Welcome to my first blog! How very exciting!
I've decided to do a once a week post about whatever it is I feel inspired to write about, whether it be about anything to do with burlesque (including costumes, poses, advice, etc), #realtalk about life, the universe and everything (get the reference?) interviews with some fabulous, inspiring people or recommendations about products I use, brands I love or people with skill sets I think you'd like to hear about.
If there's anything in particular you'd like me to blog about - give me a bell via my Contact Me page!
For this first post, I decided to go back to a post I made on Facebook nearly a year ago when it comes to the role of a Burly Mumma (aka, Burlesque Mother, Burly Mom, etc). Having taught burlesque since 2010, and then opening my burlesque school Bambina Burlesque Academy in 2014, as well as having taught professionally as a drama teacher in high schools, primary schools and as an adult educator since 2009, I understand how important the role of an educator is to society. A teacher does not just teach - they influence, inspire and help people to harness their students creativity. They shepard their students whilst helping them discover their true potential.
Because of this, how a teacher speaks, motivates and presents themselves to their students is hugely important. An unprofessional teacher, who says hurtful, potentially damaging things to their students shouldn't be an educator. Someone who is educating burly babies for their own personal gain or for self absorbed reasons shouldn't be an educator. A teacher educates because they feel compelled to help others. They genuinely care about educating the masses about their particular passion. They want to help others to grow, learn and develop. It's not a selfish need, it's a completely SELFLESS profession. Professionalism is paramount. It can take one snide comment, one off-handed, throw away line to completely derail a students emotional and physical well being. But, it can take one genuine comment, one beautifully positive moment of time with a student to bring about a profound difference to that particular persons emotional, physical and mental well being.
So, without further ado, here's my thoughts on what a Burly Mumma should and shouldn't do.
A True Burly Mumma does the following:
- Nurture, support and help to develop each of their individual students talents.
- Guides their students as a shepard.
- Allows for their students to go to different courses, experience different dance styles without prejudice.
- Goes and supports their burly babies when they perform in shows.

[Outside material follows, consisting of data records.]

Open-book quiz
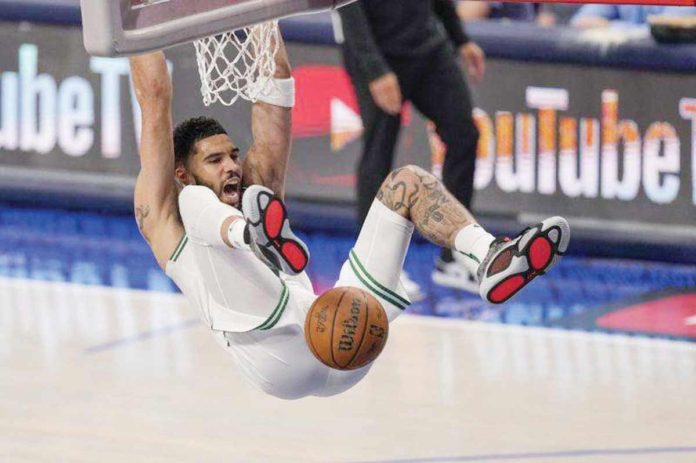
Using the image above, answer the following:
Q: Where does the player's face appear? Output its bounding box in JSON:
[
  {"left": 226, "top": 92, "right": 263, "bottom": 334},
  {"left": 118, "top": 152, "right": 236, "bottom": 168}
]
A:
[{"left": 189, "top": 134, "right": 242, "bottom": 207}]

- Congratulates them on their successes and helps them get back up when they fall of their sparkly horse.
- Helps their students find their niche and style and works with them to develop it.

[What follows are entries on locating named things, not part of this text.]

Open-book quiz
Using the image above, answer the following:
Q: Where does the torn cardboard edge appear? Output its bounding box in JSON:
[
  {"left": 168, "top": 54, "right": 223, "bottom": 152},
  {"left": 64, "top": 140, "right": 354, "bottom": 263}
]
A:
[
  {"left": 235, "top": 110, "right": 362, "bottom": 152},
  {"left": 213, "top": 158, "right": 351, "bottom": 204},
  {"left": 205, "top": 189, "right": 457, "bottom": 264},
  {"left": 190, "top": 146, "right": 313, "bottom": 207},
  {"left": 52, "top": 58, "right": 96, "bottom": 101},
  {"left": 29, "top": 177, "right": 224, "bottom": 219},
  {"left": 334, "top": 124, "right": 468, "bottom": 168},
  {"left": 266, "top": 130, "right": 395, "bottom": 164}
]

- Create and find opportunities for their babies to perform and grow.
- Build their students self confidence so they can learn to love and appreciate their individuality.
A Burly Mumma does not/shouldn't:
- Hold a student back by informing them they shouldn't try something new or explore different avenues.
- Be a dictator.
- Inform their students there is one way or the highway and that their way is the be all and end all.

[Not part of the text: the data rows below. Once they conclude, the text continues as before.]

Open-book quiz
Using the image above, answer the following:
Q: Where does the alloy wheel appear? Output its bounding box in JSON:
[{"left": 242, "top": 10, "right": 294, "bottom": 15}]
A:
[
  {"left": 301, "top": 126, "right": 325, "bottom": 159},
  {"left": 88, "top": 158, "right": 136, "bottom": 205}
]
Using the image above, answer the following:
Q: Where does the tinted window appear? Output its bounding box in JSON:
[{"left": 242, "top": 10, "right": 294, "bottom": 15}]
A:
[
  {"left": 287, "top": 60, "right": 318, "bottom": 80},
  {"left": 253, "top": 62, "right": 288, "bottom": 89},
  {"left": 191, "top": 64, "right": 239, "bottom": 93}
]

- Doesn't support their babies in performing in other people's shows or even starting their own ones.
- Brings them down due to their own insecurities and undermines them.
- Spits students out in blocks as sheep with no individual style or flair.
- Makes students feel insecure about themselves.
- Not allow for students to explore their horizons and try new classes lead by different teachers.
- take credit for their students talent.
I'm not perfect, I know - and other Burly Mummas, I'm sure you'd agree with what I've said. We need to help grow the next generation of Burly Babies and support and nurture them to become the burlesque stars they're born to be.